I left them with a very different feeling from that with which I first looked on them; nor could I, after leaving them, see among the happy and frivolous whom I passed on the street, any who, with all their health, cheerfulness, and comforts, I would compare in point of true happiness with the two old women in the cheerless attic.
Unto them that believe unto the saving of the soul, Christ is and always has been, precious – the sun, the rock, the life, the bread of their souls – everything that is good, useful, amiable, or desirable here or unto eternity. In, from, and by Him is all their spiritual and eternal life, light, power, growth, consolation, and joy here, with everlasting salvation hereafter.

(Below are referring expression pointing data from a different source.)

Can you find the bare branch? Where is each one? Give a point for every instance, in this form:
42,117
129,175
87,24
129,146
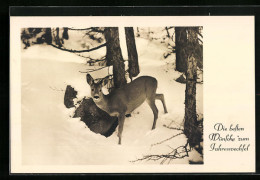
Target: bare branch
173,127
92,70
78,51
167,139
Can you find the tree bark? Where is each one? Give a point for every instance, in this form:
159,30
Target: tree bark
48,36
114,56
190,125
65,34
57,38
180,43
132,52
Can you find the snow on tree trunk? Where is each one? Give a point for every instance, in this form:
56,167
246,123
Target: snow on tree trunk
190,125
132,53
180,42
114,56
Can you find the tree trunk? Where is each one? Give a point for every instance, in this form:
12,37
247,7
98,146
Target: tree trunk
65,34
57,38
190,125
180,43
48,36
168,34
132,52
114,56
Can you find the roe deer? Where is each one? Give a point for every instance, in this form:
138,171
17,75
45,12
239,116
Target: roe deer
124,100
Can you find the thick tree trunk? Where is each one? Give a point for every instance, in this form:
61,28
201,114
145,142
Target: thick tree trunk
48,36
132,52
114,56
190,125
180,43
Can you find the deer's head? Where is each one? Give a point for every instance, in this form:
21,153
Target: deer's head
96,88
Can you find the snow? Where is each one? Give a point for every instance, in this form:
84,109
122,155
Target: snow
51,137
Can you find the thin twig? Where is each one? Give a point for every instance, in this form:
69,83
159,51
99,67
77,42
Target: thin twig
167,139
78,51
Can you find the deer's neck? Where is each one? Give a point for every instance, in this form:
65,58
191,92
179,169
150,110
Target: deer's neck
103,103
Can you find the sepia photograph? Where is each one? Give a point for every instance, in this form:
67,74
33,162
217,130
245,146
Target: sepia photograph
129,94
112,95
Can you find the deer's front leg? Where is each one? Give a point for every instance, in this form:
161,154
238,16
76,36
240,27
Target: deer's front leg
121,120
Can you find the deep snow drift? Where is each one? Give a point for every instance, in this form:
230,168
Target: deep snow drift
49,134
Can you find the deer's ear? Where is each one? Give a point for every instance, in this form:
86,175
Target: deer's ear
105,81
89,79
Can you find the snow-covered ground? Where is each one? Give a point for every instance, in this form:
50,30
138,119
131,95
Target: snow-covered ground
49,134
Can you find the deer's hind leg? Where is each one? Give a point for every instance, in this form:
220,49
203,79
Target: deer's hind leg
161,97
151,102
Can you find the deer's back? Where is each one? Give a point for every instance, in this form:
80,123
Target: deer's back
134,93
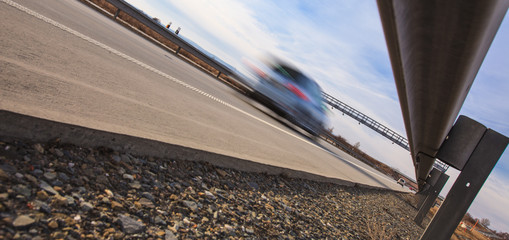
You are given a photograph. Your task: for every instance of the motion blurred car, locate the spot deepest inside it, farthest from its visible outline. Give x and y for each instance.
(290, 94)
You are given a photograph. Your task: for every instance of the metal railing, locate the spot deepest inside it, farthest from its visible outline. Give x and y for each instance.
(367, 121)
(125, 7)
(376, 126)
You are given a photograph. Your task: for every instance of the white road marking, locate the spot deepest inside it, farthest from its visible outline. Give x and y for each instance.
(143, 65)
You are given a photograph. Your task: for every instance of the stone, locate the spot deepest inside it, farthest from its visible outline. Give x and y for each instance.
(23, 190)
(53, 224)
(135, 185)
(3, 175)
(39, 148)
(23, 221)
(169, 235)
(50, 176)
(49, 189)
(191, 205)
(108, 192)
(130, 225)
(146, 203)
(86, 206)
(116, 205)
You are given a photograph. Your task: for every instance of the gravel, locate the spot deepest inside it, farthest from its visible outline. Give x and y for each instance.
(53, 190)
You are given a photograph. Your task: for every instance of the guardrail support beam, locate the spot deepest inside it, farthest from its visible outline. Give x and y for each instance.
(440, 179)
(116, 14)
(467, 185)
(431, 180)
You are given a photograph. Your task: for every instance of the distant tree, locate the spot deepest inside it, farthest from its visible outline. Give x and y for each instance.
(485, 222)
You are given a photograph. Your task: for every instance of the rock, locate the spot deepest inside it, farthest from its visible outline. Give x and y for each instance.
(148, 196)
(23, 221)
(58, 152)
(116, 158)
(209, 195)
(169, 235)
(221, 172)
(254, 185)
(86, 206)
(4, 196)
(146, 203)
(130, 225)
(159, 221)
(53, 224)
(23, 190)
(191, 205)
(3, 175)
(135, 185)
(50, 176)
(46, 187)
(108, 192)
(116, 205)
(39, 148)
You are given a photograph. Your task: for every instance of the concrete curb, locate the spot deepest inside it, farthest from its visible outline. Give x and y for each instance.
(15, 126)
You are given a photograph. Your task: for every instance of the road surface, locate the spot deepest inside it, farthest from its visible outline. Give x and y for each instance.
(65, 62)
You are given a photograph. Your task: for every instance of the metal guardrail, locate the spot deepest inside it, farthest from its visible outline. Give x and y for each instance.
(376, 126)
(369, 122)
(154, 25)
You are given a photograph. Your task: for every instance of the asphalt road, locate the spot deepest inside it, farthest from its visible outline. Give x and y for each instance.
(84, 69)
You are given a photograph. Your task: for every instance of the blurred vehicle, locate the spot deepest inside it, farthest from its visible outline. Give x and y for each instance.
(290, 94)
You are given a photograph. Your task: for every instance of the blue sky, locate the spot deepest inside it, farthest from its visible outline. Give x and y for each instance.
(341, 45)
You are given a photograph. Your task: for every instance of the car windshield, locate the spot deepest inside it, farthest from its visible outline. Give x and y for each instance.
(302, 80)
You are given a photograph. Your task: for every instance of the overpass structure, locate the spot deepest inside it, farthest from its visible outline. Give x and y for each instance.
(436, 49)
(375, 125)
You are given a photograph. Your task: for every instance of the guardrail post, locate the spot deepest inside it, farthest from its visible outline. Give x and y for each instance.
(430, 182)
(116, 14)
(473, 175)
(435, 188)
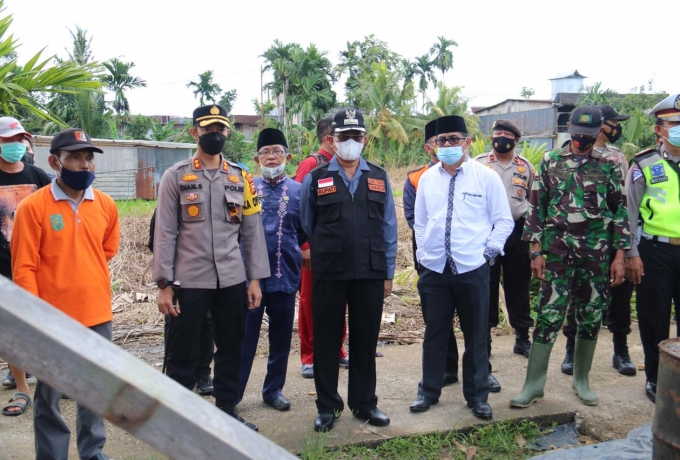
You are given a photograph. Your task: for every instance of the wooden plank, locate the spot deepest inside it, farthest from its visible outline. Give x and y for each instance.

By Him alone do they desire, expect, and obtain deliverance from that woeful apostasy from God which is accompanied with whatever is evil, noxious, and destructive unto our nature, and which, without relief, will issue in eternal misery. By Him they are brought into the nearest relationship, alliance, and friendship with God, the firmest union unto Him, and the most holy communion with Him, that our finite natures are capable of, and so conducted unto the eternal enjoyment of Him.
You’ll need to break this down a bit to take it all in. It’s like eating a nice, big, juicy steak. It will take a while to eat and you’ll enjoy every bite. This is why I love the Puritans, and especially John Owen, so much. There is probably no one alive today that could possibly cram so much theology into so small a space and still be orthodox and evangelical.
Now that you’ve heard John Owen, what do you think of Jesus Christ? Do you agree? Do you even know what Owen is talking about? Your life here, and your life hereafter in eternity, depends on your answer.